In fact, all real estate products are financed by specific financial resources, either from the self-accumulated capital of individuals/entities, or from bank loans, or loans from other individuals/entities, etc. Therefore, real estate products and real estate market are constructed from different financial sources in society, most of which are from the financial market. On the contrary, in many cases, real estate products are the basis for creating new financial sources using pledge, mortgage, guarantee, etc. In developed countries, these operations are quite common. In Vietnam, real estate market is based mostly from financial source; while with the second option that real estate is the basis of the financial market, it has not achieved.
The main sources of funding for the current real estate market in Vietnam include: banking capital, investment capital in the market, capital from the stock market, Foreign Direct Investment (FDI) capital. The characteristics of real estate business require medium and long-term capital, so in the developed countries, investment funds and securities market are the main sources of capital for real estate market. With Vietnam’s real estate market, real estate businesses depend heavily on bank credit and deposits from customers. Thus, the monetary policy of the State Bank of Vietnam (SBV) will have a great influence on the fluctuations of the real estate market.
From 2019, when commercial banks can only use up to 40 percent of short-term capital for medium-term and long-term loans, including real estate, and the risk factor of loans for real estate business is 200 percent (stipulated under Circular 36), banks’ real estate loan balance will be narrowed, credit sources for real estate projects are controlled. This will have a significant impact on the market. However, the gradual reduction of dependence on bank credit is necessary.
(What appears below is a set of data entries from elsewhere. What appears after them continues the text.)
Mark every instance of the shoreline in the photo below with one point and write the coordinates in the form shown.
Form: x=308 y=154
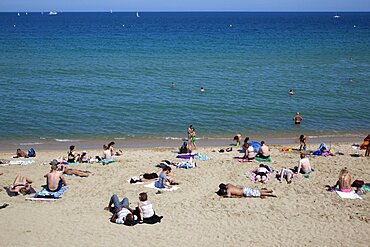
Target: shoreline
x=61 y=144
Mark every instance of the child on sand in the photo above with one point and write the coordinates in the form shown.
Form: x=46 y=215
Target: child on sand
x=303 y=143
x=147 y=214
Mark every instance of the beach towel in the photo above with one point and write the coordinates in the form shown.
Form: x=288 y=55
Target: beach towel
x=256 y=146
x=135 y=178
x=152 y=186
x=263 y=159
x=21 y=162
x=186 y=165
x=244 y=160
x=201 y=157
x=185 y=156
x=54 y=195
x=347 y=195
Accordingly, businesses need to actively approach other sources of capital other than bank credit, improve business efficiency, financial capacity, and concentrate on segments with high and sustainable liquidity, participate in home development programmes.
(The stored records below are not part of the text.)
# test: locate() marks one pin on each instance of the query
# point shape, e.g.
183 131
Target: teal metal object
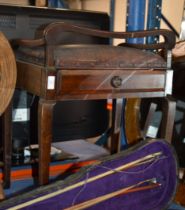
154 18
135 21
58 4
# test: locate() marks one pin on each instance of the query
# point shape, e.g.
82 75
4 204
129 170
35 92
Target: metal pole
154 18
135 18
112 16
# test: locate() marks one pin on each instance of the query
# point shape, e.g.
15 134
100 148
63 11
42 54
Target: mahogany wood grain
8 73
132 120
7 145
45 117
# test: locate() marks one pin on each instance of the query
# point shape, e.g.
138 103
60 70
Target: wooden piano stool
57 72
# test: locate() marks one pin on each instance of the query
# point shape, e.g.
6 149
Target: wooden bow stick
140 161
133 188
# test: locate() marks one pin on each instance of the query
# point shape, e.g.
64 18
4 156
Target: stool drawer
98 83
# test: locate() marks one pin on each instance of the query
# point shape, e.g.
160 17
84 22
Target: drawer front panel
110 82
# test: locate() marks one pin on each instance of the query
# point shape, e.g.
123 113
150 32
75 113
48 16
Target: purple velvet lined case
147 179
The roadmap to gradually reduce dependence on credit source by SBV is very positive and has created pressure on real estate businesses to seek additional sources of capital, first of all from the stock market, corporate bonds, and FDI capital.
In order to reduce the dependence of the real estate market on the banking system, the author thinks that the following issues need to be taken into account:
Firstly, monetary policy should be operated flexibly, consistently, with equal allocation plans to ensure stable and quality credit growth, thereby improving the stability and quality of credit capital into the real estate sector. Besides, the regulation on non-production credit limit (including real estate) should not be equal for all credit institutions, and should clearly identify non-production factors in real estate credit, or else, the situation of restructuring of real estate loans in credit institutions will occur and only make the financial system distorted, the real estate market more unstable.
Second, to reduce dependence on capital from the banking sector, the diversification of external capital into the real estate market, e.g. FDI, Foreign Indirect Investment (FII), is a long-term solution. The flow of FDI should be encouraged to develop key projects with large scale. The investment funds shifting from simple traders to combining doing businessinvestmentmanagementmarketing projects helps the real estate market become more professional, increase financial resources, and manage experience real estate strategy and vision. With the inflow of FII, it will attract foreign investors to buy shares of domestic companies through information transparency (state management mechanism, supervision and sanctions); establish organised investment channels (e.g. open investment fund); strengthen the role of organised investors; enhance the effectiveness of the public service system; accelerate the process of appraisal, approval of investment projects as well as the disbursement process.
Thirdly, mobilise capital from the population through the establishment of real estate trust funds and house savings funds. The recommendation includes regulating the legal framework and synchronous monitoring and management mechanism for these types, ensuring the rights and obligations of the participants, especially of small investors and households having medium and low income with housing needs.
Fourth it to develop the corporate bond market through solutions such as: encouraging the participation of prestigious credit rating agencies; encouraging credit institutions to participate in guarantee and discount for corporate bonds (market makers); diversifying types of corporate bonds; encouraging the participation of investment funds in corporate bond market.
With the above, the capital flows into real estate market in the near future will change a lot, and the dependence of the real estate market on the banking system will be reduced. This trend is also necessary to gradually move towards the sustainability of not only the capital flows into the real estate market but also the sustainable development of the whole banking system.